The Hidden Valley


The cable car doors opened and a throng of skiers marched confidently off into the thick grey cloud, disappearing from sight in seconds. Instant panic set in, thoughts swirling, drumming an increasingly loud rhythm in my head, crescendoing rapidly to a deafening thud.

I tentatively followed the disappearing line of skiers sure that I had over faced myself. Deep breath and I was off, instantly panicking, falling over and sliding down the hillside. Great. Maybe I could slide down on my derriere all the way. Telling myself not to be stupid I stood up and set off again ready to enjoy it for the adventure it was.

We were skiing the Hidden Valley in the Dolomites. Sold as one of the best ski runs in the world, at the top of the highest unsupported cable car in Europe, with the added advantage of only being accessible with transport at each end and a narrow windy mountain road to get there means that it is not accessed by huge numbers of people.

Feeling more confident I began to enjoy skiing despite still only being able to see five metres in front, when suddenly the run doubled back on itself and I nearly went over a rocky outcrop into the mist below.

Five more long minutes of intense concentration, then slowly the cloud began to thin, first revealing a wide ski run, then the valley ahead. Looking down a winding gorge, a step sided white vista, the only sound the skiís cutting through the snow. Behind us, the top of the valley still wearing its shroud of black.

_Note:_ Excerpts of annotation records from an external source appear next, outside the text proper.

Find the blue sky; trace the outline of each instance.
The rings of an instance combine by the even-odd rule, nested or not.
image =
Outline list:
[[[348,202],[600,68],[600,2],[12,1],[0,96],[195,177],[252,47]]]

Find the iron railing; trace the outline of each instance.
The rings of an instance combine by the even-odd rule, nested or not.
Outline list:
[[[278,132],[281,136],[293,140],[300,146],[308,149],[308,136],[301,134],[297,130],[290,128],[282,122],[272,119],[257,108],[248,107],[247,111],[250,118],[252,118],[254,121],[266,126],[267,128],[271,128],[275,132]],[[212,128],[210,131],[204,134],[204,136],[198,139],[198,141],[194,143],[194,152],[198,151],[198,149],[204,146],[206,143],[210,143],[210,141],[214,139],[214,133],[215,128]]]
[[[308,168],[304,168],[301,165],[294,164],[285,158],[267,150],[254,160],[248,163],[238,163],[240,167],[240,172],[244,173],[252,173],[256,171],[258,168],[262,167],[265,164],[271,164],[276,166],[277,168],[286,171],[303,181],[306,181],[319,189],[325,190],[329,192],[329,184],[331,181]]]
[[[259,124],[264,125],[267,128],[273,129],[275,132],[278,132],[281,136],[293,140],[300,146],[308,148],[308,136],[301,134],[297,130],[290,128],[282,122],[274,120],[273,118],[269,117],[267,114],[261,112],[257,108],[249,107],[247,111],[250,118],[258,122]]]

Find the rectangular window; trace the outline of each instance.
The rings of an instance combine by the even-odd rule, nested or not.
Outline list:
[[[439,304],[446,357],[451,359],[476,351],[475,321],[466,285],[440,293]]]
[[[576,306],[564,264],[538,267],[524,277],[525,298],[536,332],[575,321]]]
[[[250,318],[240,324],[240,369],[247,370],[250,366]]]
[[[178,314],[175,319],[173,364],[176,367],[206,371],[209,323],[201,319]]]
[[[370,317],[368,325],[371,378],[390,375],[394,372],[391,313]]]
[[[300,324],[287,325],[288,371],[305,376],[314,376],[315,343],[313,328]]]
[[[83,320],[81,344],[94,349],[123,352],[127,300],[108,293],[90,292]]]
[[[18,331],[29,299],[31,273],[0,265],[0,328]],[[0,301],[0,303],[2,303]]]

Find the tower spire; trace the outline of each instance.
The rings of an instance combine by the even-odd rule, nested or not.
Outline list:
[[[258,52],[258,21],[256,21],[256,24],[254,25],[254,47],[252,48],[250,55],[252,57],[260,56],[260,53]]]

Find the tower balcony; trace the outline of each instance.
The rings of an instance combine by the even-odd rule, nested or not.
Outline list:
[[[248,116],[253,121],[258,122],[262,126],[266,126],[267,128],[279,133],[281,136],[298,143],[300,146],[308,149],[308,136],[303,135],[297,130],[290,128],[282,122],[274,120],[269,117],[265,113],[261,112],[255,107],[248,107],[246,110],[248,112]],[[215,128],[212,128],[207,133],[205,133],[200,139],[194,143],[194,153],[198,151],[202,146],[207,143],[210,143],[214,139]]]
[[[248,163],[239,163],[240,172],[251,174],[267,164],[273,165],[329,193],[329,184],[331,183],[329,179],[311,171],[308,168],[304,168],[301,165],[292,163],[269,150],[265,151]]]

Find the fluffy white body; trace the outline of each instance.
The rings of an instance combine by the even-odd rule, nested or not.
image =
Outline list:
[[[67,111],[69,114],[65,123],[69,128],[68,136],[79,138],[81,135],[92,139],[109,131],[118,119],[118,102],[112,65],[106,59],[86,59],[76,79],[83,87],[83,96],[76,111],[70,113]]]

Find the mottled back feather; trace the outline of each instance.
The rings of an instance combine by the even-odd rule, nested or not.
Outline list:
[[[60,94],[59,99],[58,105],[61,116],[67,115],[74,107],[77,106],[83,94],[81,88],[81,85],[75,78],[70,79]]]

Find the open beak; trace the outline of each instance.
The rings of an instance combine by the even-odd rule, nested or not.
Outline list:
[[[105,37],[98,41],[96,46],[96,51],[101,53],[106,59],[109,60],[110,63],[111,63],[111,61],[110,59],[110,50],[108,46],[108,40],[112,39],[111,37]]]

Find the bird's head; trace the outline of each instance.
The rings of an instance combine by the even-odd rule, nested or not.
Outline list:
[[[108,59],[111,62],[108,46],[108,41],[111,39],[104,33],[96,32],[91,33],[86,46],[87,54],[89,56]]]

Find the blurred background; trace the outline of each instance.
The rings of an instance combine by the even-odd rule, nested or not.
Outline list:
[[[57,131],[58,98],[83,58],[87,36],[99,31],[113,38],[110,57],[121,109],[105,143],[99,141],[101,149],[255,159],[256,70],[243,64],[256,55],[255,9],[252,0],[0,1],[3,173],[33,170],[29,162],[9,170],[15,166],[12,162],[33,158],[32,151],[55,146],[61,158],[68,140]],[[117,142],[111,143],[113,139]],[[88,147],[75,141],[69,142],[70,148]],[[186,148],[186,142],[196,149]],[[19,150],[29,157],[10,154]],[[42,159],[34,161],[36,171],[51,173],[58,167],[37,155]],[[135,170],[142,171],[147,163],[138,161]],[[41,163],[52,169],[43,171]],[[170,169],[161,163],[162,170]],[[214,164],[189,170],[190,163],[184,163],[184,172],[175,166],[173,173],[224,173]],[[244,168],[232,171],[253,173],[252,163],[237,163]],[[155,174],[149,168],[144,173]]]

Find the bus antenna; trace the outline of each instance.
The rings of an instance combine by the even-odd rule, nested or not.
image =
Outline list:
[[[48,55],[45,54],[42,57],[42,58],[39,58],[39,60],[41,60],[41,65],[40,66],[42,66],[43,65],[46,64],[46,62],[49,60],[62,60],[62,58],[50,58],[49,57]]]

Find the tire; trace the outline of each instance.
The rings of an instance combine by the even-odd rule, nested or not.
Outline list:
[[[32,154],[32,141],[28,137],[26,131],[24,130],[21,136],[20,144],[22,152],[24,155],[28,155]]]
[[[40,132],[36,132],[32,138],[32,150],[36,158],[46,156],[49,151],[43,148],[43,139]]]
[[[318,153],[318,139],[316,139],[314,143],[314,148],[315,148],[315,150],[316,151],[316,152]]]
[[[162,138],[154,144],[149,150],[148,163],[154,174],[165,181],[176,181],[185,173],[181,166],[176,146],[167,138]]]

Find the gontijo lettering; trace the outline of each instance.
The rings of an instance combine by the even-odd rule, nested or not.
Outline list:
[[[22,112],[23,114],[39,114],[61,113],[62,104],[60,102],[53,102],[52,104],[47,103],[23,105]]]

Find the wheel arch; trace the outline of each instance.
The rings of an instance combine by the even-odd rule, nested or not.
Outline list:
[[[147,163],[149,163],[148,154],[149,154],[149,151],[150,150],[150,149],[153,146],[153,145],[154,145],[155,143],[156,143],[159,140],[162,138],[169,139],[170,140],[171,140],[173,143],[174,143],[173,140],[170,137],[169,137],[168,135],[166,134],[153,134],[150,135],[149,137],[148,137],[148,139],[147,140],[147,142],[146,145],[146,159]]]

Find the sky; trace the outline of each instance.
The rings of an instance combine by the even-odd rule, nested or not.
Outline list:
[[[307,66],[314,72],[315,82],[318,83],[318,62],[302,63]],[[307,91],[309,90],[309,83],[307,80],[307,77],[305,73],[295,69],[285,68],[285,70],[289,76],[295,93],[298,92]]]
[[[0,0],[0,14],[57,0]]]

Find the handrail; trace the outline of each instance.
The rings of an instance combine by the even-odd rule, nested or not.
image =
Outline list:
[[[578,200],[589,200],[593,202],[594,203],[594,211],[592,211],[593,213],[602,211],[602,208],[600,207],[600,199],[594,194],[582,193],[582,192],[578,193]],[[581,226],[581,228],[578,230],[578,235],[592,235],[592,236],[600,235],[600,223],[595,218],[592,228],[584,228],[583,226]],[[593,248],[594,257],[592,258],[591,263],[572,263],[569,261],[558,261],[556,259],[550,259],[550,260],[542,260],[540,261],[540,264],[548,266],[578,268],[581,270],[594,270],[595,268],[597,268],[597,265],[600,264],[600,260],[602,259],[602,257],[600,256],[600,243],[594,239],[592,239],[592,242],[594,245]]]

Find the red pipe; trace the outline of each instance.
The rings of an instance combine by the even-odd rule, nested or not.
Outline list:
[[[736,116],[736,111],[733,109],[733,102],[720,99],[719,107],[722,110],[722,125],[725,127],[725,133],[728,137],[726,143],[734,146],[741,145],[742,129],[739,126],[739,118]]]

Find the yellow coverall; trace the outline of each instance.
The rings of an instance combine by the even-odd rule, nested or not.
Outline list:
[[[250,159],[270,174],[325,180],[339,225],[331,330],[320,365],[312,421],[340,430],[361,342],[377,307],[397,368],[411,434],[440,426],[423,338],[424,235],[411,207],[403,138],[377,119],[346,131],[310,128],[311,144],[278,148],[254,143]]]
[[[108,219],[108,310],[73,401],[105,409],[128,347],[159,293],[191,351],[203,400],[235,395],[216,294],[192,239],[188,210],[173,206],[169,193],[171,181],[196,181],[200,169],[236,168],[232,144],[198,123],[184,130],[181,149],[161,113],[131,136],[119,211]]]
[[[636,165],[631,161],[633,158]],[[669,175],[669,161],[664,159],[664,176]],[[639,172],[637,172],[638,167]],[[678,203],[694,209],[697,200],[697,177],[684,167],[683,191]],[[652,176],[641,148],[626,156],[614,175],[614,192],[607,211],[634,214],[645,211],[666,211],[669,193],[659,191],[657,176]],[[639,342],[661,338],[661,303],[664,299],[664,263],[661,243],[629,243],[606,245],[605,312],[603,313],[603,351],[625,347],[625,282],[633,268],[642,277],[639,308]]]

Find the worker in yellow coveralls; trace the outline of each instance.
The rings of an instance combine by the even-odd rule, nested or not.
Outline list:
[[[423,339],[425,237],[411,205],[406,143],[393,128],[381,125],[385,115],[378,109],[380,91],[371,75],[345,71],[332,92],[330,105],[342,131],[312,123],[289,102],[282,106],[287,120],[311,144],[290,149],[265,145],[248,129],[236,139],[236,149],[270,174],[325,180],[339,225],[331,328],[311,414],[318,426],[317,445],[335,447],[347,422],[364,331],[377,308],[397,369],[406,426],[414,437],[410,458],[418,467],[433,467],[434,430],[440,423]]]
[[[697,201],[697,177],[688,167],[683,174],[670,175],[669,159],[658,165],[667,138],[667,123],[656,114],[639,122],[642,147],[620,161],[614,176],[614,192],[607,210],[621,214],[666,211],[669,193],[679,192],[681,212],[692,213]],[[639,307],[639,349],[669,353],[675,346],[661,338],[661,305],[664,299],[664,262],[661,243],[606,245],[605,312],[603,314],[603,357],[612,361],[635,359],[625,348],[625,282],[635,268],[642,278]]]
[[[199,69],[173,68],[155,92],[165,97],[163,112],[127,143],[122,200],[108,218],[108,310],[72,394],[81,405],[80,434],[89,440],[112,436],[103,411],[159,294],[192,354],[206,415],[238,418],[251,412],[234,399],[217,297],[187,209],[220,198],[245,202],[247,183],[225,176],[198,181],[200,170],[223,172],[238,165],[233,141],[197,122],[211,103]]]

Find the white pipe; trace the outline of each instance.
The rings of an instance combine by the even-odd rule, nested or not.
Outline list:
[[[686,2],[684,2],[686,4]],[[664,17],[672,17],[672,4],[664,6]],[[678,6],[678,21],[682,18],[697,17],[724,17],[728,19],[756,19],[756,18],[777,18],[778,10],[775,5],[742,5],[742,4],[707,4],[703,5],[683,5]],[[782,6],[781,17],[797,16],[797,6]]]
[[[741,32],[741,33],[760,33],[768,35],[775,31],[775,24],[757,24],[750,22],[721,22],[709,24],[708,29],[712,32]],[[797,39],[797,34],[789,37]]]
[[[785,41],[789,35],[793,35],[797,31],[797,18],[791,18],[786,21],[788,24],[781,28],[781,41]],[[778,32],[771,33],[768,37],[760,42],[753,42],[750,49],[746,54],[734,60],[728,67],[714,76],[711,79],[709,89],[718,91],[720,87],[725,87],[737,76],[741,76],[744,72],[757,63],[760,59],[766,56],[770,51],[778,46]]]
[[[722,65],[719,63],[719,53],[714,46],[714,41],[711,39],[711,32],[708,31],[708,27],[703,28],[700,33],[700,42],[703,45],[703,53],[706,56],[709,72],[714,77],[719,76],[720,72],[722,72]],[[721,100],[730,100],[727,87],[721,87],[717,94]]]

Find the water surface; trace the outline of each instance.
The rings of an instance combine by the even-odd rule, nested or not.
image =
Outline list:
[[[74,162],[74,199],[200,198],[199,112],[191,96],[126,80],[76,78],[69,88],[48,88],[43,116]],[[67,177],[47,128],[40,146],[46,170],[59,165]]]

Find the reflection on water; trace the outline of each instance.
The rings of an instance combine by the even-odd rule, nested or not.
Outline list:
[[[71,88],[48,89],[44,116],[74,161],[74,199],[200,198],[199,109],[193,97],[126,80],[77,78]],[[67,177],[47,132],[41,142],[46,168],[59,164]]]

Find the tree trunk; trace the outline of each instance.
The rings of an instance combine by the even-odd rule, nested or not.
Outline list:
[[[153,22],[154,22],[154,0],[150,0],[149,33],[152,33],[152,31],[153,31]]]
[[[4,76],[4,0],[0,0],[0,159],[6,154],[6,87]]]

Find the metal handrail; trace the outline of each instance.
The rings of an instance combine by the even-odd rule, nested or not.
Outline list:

A few more turns revealed a frozen waterfall, high and wide with turquoise blue ribbons running through its glistening icy stalactites. Suddenly a shaft of sunlight, breaking through, hitting the mountain tops and highlighting the rose quartzite jagged summits.

The run went steeply down from the waterfall allowing a moment of pure blissful speed and a triumphant glide down a gentle drag to an unusual finish to the peaceful run. Two horses harnessed to a length of rope awaited, for skiers to hold on to and be pulled along the flat finish to the village.

It was a wobbly ending with an abrupt stop, colliding and knocking over the group of skiers. Lying on the floor in a pile of bodies looking up at the mountain vista, and the pure white snow, droplets falling from the trees, sudden infectious laughter struck.

I had skied this magnificent secret valley and it was a fabulous feeling.